We all need to take the politics and vitriol out of practical, evidence-based public health measures that seek to end the pandemic that has killed more than 430,000 Americans and infected more than 25 million. Those likely are underestimated and they increase daily, as do hospitalizations, especially in intensive care units, and deaths.
The availability of safe and effective vaccines will help, especially if officials can significantly improve the doses of them available and get around obstacles to get them into hundreds of millions of Americans’ arms. Until then, we all can do much to battle the coronavirus with aggressive hygiene (especially hand washing), face coverings (double masks may be need now with highly transmissible variants blowing up), avoiding of closed and poorly ventilated spaces, and our staying home as much as possible and keeping mostly to members of our single households.

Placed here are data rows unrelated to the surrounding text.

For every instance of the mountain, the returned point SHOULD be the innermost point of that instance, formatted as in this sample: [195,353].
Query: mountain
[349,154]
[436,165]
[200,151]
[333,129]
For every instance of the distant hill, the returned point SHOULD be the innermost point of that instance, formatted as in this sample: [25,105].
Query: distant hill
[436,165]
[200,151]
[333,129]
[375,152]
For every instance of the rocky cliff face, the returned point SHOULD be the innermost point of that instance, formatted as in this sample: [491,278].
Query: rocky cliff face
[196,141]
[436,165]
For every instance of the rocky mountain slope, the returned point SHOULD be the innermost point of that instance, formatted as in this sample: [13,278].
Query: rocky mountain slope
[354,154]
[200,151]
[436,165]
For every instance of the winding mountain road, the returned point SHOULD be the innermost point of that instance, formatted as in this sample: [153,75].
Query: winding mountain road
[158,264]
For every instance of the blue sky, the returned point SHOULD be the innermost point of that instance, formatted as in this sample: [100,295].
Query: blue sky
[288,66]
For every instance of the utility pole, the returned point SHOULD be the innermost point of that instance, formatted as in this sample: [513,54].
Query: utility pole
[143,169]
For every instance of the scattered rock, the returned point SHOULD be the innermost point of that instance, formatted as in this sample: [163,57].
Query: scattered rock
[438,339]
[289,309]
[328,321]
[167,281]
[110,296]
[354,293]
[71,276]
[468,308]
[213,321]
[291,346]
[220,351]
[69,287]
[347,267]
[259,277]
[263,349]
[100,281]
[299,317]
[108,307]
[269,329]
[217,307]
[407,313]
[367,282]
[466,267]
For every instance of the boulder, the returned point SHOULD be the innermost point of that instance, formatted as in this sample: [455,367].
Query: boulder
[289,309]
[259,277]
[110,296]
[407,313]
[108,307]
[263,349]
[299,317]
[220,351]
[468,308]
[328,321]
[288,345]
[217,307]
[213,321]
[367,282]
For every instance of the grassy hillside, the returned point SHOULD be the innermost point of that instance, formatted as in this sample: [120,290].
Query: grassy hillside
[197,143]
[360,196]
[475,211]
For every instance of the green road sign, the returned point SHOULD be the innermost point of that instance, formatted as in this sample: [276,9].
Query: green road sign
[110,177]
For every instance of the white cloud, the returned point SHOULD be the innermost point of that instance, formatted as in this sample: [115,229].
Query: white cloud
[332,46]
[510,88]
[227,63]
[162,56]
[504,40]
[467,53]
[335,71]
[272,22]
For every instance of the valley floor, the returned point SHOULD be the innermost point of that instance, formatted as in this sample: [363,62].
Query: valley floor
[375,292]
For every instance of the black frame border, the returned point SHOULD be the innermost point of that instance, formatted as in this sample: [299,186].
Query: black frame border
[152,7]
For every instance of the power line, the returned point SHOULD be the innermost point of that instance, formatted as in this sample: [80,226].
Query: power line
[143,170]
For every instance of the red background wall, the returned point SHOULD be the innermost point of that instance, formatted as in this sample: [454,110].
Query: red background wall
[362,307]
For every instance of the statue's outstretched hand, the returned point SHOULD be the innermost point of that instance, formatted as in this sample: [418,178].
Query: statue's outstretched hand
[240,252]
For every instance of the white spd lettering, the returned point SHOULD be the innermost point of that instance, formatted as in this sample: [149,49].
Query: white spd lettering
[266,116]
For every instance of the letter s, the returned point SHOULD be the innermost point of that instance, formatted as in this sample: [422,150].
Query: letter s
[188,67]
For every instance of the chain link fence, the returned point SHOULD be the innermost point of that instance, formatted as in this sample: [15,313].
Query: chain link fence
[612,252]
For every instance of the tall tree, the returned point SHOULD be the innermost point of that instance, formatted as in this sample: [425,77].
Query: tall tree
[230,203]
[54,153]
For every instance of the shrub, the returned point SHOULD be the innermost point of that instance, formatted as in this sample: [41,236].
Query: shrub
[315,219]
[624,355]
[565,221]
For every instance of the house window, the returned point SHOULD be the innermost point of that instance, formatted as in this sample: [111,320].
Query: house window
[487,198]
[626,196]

We all want greater normality to rein anew. But it may be months before that can happen — and only if we redouble our shared altruism and collective focus on beating the coronavirus. And even if get this disease better in check, exhausted and overwhelmed doctors, nurses, hospitals, and their staff will then need to renew their obsessive efforts to slash HAIs, find new bug-fighting drugs, and reform how they prescribe existing antibiotics. No older patient — female or increasingly male — wants to be hospitalized for an increasingly common urinary tract infection or UTI, only to get sicker or even die from a drug-resistant HAI. We have got a lot of work to do to get our world to a better place, realizing, among other things, that major league infection fighting is and will be a key part of our new normal for the foreseeable future.